Building towards running the first Spark application on Amazon EMR Instance Fleets, let’s dive deeper into the most important best practice that will allow us to be flexible around our EC2 Instance type selection - right sizing our Spark executors.

Remember! you might be able to achieve greater utilization and performance optimization when using a single EC2 instance type, but when adopting Spot Instances, the idea is to be as flexible as possible in order to achieve and keep the desired scale to run your Spark applications.

Today, the developers in your organization run the job on a non-managed Spark cluster using “spark-submit —executor-memory=72G —executor-cores=16". This confines the platform to EC2 instance types with a lot of memory and cores to accommodate the size of the executor, and prevents the cluster from running on a diversified set of EC2 instance types. If the Spot interruption rate for the high memory instances will increase, then you will have problems getting and keeping capacity for the clusters, hence we need to right size the executors to fit on smaller instance types and allow for a larger instance type selection. In some cases, smaller instance types will have lower Spot interruption rates. We will find out how to see Spot Interruption rates for the different instance types in the next section.

If we keep approximately the same vCPU:Mem ratio (1:4.5) for our job and avoid going over the recommended Java memory configuration (20-30GB), then we’ll conclude that we can optimize our executor configuration by using “–executor-memory=24GB –executor cores=4”. However, there are some more limitations in place.

Amazon EMR default memory limits for Spark executors

EMR by default places limits on executor sizes in two different ways, this is in order to avoid having the executor consume too much memory and interfere with the operating system and other processes running on the instance.

  1. for each instance type differently in the default YARN configuration options. Let’s have a look at a few examples of instances that have our approximate vCPU:Mem ratio:
    r4.xlarge: yarn.scheduler.maximum-allocation-mb 23424
    r4.2xlarge: yarn.scheduler.maximum-allocation-mb 54272
    r5.xlarge: yarn.scheduler.maximum-allocation-mb 24576
  2. With the Spark on YARN configuration option which was introduced in EMR version 5.22: spark.yarn.executor.memoryOverheadFactor and defaults to 0.1875 (18.75% of the spark.yarn.executor.memoryOverhead setting )

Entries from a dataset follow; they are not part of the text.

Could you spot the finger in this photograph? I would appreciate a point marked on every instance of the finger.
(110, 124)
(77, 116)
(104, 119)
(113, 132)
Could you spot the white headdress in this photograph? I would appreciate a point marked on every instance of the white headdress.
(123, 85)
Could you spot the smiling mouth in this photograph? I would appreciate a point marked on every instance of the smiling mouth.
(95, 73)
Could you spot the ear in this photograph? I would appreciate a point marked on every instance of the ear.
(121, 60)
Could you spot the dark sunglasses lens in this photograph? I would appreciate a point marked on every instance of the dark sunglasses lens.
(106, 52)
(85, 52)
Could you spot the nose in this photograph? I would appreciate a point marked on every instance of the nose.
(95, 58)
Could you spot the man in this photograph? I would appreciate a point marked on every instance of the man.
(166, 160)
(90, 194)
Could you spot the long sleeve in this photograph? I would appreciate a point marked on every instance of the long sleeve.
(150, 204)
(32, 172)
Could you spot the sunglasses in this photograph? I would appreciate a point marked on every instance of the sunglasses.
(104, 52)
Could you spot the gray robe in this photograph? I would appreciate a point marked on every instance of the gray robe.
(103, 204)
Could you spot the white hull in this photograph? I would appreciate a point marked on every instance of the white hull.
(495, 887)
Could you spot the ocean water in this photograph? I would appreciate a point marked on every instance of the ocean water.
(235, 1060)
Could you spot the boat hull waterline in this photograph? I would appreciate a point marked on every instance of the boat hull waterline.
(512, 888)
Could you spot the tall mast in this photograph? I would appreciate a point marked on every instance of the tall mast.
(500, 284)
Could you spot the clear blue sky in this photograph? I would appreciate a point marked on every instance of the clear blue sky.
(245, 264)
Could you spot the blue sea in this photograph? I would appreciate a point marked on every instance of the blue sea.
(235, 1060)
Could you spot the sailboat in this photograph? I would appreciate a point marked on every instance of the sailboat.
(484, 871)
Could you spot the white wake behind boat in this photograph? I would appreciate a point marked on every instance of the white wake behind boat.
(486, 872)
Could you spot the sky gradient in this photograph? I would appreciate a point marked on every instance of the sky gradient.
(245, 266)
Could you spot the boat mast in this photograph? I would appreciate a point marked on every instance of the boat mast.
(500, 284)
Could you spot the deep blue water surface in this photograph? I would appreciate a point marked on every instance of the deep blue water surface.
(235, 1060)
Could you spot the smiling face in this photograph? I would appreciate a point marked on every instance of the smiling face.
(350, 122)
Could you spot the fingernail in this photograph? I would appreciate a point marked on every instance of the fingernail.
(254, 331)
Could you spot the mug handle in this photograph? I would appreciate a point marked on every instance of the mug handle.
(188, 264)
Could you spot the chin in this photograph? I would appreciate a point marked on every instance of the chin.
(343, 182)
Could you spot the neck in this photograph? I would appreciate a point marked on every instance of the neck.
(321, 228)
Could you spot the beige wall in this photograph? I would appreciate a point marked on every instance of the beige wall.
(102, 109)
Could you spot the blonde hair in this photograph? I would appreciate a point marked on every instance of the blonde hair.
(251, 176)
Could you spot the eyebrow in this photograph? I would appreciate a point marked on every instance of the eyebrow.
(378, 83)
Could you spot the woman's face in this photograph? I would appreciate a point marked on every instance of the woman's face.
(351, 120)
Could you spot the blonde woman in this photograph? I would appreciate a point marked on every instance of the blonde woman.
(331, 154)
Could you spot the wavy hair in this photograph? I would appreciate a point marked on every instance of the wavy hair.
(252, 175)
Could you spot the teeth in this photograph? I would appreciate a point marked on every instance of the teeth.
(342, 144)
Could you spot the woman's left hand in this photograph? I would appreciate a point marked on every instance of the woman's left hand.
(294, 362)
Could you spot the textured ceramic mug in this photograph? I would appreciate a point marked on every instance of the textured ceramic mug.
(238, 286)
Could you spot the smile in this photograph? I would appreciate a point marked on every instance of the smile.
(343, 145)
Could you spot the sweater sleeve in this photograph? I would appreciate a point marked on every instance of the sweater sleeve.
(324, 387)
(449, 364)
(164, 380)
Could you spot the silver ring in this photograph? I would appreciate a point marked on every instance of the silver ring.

So we can conclude that if we decrease our executor size to ~18GB, we’ll be able to use r4.xlarge and basically any of the R family instance types (1:8 vCPU:Mem ratio) as vCPU and Memory grows linearly within family sizes. If EMR will select an r4.2xlarge instance type from the list of supported instance types that we’ll provide to EMR Instance Fleets, then it will run more than 1 executor on each instance, due to Spark dynamic allocation being enabled by default.

tags

Our conclusion is that in order to use R family instances with the flexibility of also using the smallest supported instance types, we will use "–executor-memory=18GB –executor-cores=4" for our Spark application submission.